In this challenge, we are given an oracle that will encrypt our input with a constant key. We are also given a redacted version of the encrypting script.
Reading through the script, we can see that data is encrypted by splitting the data into blocks of two characters, encrypting each block individually (with a redacted function), and then concatenating the output. Furthermore, by connecting to the oracle, we can see that each block gets encrypted to a fixed size of 40 characters.
These observations make the encryption very weak, as if we make a table of what all pairs of characters get encrypted to, we can easily decrypt any encrypted message by splitting the encrypted message into blocks of 40 characters, and looking for the corresponding plaintext in our lookup table.
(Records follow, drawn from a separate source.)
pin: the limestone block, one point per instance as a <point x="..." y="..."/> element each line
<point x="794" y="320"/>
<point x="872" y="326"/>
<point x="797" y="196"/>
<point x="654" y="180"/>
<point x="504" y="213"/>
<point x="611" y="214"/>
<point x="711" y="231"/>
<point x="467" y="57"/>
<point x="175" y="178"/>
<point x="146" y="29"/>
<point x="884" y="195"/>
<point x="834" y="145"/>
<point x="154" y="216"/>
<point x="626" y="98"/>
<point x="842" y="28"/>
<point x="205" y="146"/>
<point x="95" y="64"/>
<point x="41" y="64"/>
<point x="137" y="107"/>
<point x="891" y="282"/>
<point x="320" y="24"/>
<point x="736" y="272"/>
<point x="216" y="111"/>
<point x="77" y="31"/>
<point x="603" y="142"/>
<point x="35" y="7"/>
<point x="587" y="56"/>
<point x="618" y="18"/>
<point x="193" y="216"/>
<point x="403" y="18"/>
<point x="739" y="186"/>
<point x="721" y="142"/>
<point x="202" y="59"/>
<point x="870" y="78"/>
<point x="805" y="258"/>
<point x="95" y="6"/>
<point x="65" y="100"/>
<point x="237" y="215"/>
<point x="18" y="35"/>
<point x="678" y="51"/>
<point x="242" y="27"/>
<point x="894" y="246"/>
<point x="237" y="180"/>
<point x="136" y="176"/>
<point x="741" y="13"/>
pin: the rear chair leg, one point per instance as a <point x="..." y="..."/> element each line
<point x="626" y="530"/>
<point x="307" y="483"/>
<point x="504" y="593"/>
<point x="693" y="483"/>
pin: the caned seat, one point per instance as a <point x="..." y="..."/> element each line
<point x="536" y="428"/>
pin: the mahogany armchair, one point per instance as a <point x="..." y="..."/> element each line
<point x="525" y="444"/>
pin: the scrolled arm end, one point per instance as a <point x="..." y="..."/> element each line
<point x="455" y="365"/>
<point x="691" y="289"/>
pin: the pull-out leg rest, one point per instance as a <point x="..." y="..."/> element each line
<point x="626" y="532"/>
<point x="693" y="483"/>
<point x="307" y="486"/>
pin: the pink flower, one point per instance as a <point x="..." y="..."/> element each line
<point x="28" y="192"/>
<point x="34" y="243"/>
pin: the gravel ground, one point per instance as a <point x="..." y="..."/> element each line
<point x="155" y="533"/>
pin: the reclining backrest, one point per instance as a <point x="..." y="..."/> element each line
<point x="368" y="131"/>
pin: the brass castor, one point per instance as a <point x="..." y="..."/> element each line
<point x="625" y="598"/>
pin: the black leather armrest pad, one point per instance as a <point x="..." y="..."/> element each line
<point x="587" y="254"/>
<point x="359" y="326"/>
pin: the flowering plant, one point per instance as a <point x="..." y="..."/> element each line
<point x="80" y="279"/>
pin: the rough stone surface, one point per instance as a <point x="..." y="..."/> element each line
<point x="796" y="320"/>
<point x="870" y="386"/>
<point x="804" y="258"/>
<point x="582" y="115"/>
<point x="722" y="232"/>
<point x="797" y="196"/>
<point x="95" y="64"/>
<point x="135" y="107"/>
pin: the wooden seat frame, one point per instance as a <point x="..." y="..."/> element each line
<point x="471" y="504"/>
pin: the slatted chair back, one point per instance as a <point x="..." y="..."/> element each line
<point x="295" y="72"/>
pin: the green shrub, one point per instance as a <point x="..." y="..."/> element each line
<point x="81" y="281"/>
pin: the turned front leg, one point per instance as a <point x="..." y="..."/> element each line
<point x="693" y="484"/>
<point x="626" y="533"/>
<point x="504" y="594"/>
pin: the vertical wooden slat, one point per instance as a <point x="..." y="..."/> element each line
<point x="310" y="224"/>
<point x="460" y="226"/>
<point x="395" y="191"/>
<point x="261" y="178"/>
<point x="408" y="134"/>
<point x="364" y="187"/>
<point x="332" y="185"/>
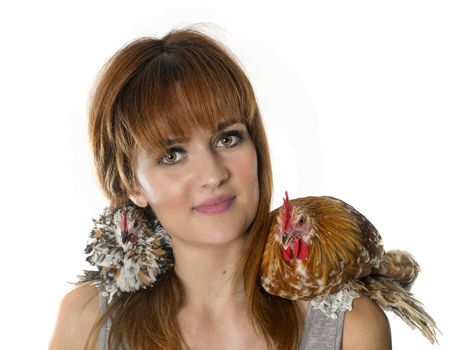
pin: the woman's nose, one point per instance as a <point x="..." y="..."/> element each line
<point x="212" y="169"/>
The following Python script implements this exact solution
from pwn import *
from itertools import product
# ================= General Setup =================
conn = remote("chall.duckctf.com", 30002)
# Getting encrypted flag
encryptedFlag = conn.recvline()[16:].strip()
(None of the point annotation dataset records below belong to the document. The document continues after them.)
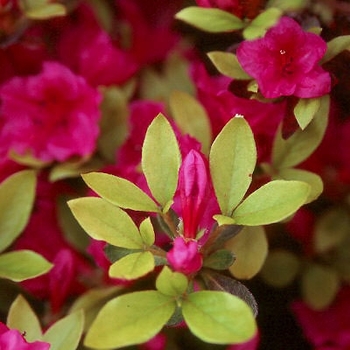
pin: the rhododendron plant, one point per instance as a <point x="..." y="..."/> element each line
<point x="174" y="174"/>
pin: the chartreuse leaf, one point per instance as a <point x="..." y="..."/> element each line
<point x="221" y="259"/>
<point x="210" y="19"/>
<point x="17" y="194"/>
<point x="132" y="266"/>
<point x="305" y="110"/>
<point x="319" y="286"/>
<point x="271" y="203"/>
<point x="161" y="160"/>
<point x="130" y="319"/>
<point x="281" y="268"/>
<point x="314" y="180"/>
<point x="227" y="64"/>
<point x="21" y="265"/>
<point x="331" y="229"/>
<point x="191" y="118"/>
<point x="250" y="248"/>
<point x="66" y="333"/>
<point x="298" y="147"/>
<point x="261" y="23"/>
<point x="171" y="283"/>
<point x="232" y="161"/>
<point x="92" y="301"/>
<point x="335" y="47"/>
<point x="106" y="222"/>
<point x="120" y="192"/>
<point x="42" y="9"/>
<point x="218" y="317"/>
<point x="22" y="317"/>
<point x="147" y="232"/>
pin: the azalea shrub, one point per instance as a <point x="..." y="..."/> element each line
<point x="169" y="168"/>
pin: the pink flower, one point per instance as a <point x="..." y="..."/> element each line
<point x="11" y="339"/>
<point x="193" y="183"/>
<point x="53" y="115"/>
<point x="184" y="257"/>
<point x="327" y="329"/>
<point x="285" y="61"/>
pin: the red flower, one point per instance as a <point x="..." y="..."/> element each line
<point x="53" y="115"/>
<point x="184" y="257"/>
<point x="11" y="339"/>
<point x="285" y="61"/>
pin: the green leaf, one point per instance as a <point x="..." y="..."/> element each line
<point x="261" y="23"/>
<point x="314" y="180"/>
<point x="221" y="259"/>
<point x="319" y="286"/>
<point x="66" y="333"/>
<point x="130" y="319"/>
<point x="191" y="118"/>
<point x="21" y="265"/>
<point x="132" y="266"/>
<point x="120" y="192"/>
<point x="22" y="317"/>
<point x="92" y="301"/>
<point x="227" y="64"/>
<point x="106" y="222"/>
<point x="218" y="317"/>
<point x="305" y="110"/>
<point x="171" y="283"/>
<point x="250" y="247"/>
<point x="281" y="268"/>
<point x="271" y="203"/>
<point x="298" y="147"/>
<point x="161" y="160"/>
<point x="331" y="229"/>
<point x="17" y="195"/>
<point x="42" y="9"/>
<point x="219" y="282"/>
<point x="210" y="19"/>
<point x="335" y="47"/>
<point x="232" y="161"/>
<point x="147" y="232"/>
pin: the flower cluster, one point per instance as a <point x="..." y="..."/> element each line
<point x="155" y="155"/>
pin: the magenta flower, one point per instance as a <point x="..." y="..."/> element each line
<point x="285" y="61"/>
<point x="53" y="115"/>
<point x="184" y="257"/>
<point x="11" y="339"/>
<point x="193" y="182"/>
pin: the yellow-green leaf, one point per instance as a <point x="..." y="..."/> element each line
<point x="250" y="248"/>
<point x="161" y="160"/>
<point x="218" y="317"/>
<point x="17" y="195"/>
<point x="191" y="118"/>
<point x="130" y="319"/>
<point x="227" y="64"/>
<point x="120" y="192"/>
<point x="65" y="334"/>
<point x="22" y="317"/>
<point x="106" y="222"/>
<point x="132" y="266"/>
<point x="232" y="161"/>
<point x="271" y="203"/>
<point x="210" y="19"/>
<point x="298" y="147"/>
<point x="21" y="265"/>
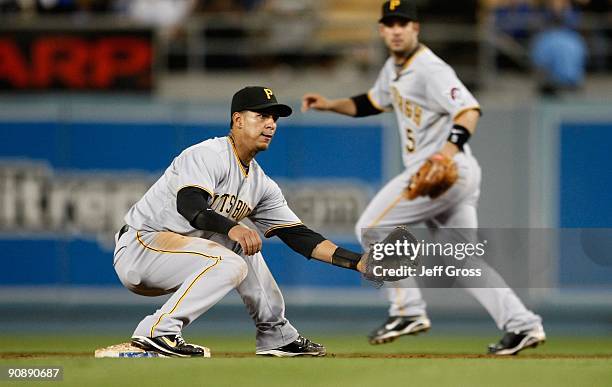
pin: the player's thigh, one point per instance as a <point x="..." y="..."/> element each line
<point x="390" y="208"/>
<point x="159" y="262"/>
conn.recvline() # Cleaning new line
# Generating all possible pairs of characters in the characterSet
characterSet = list(string.ascii_lowercase + '0{}')
pairs = [p[0] + p[1] for p in product(characterSet, repeat=2)]
# ============ Creating a lookup table ============
# For speed, we just sent all pairs at once
# and split into blocks afterwards. However, we
# could theoretically send each pair one by one
payload = ''.join(pairs)
conn.sendline(bytes(payload, 'utf-8'))
enc = conn.recvline()[32:].strip()
encPairs = [enc[i:i+40] for i in range(0, len(enc), 40)]
table = dict(zip(encPairs, pairs))
# =============== Decrypting Flag ================
# Splitting the encrypted flag into blocks of 40
blocks = [encryptedFlag[i:i+40] for i in range(0, len(encryptedFlag), 40)]
# Searching for each block in lookup table
flag = ''.join([table[block] for block in blocks])
print(flag)
This gives the flag quack{shortblockencryptionbad}.